(Reuters) - A nine-year-old Kansas City Chiefs fan has started a petition urging the NFL team to do away with their "Tomahawk Chop" chant, saying the gesture is insulting to Native Americans.
Critics have for years held that the tradition, which involves fans waving their arms through the air in a chopping motion while singing a "war chant," draws on offensive and racist stereotypes.
"I am a big fan of the Chiefs and I WISH we would get rid of the tomahawk chop," fourth grader Finn Swanson wrote in a letter to the franchise in a change.org petition.
"It is offensive to Native Americans and should be banned at Chiefs games.
"Now, go win another Super Bowl!"
Swanson's parents are both ministers in Kansas City.
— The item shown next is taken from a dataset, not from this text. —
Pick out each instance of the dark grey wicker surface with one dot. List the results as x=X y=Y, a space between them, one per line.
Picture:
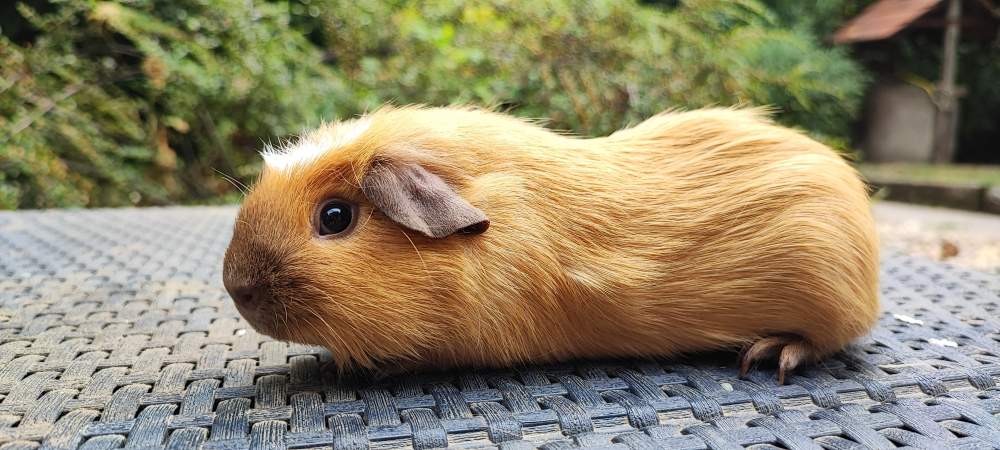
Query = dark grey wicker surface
x=115 y=332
His father has spent time volunteering on a reservation in South Dakota, which inspired Finn to put pen to paper, and his mother is active in areas of social justice.
Pressure on the Chiefs and other franchises that bear the name and iconography of Native Americans increased last year amid a nationwide reckoning over systemic racism.
Public pressure led to the Washington Football Team to drop their team name while other sports teams have jettisoned Native American-related mascots.
The Chiefs have taken steps to ban Native American imagery like headdresses and war paint but have not fully eradicated the chant.
Swanson's petition had garnered 448 signatures as of Tuesday and he said he hoped to get the attention of the franchise before Sunday's Super Bowl, where the defending champion Chiefs will take on the Tampa Bay Buccaneers.
About 25,000 fans are expected to be in attendance at Sunday's championship game in Tampa.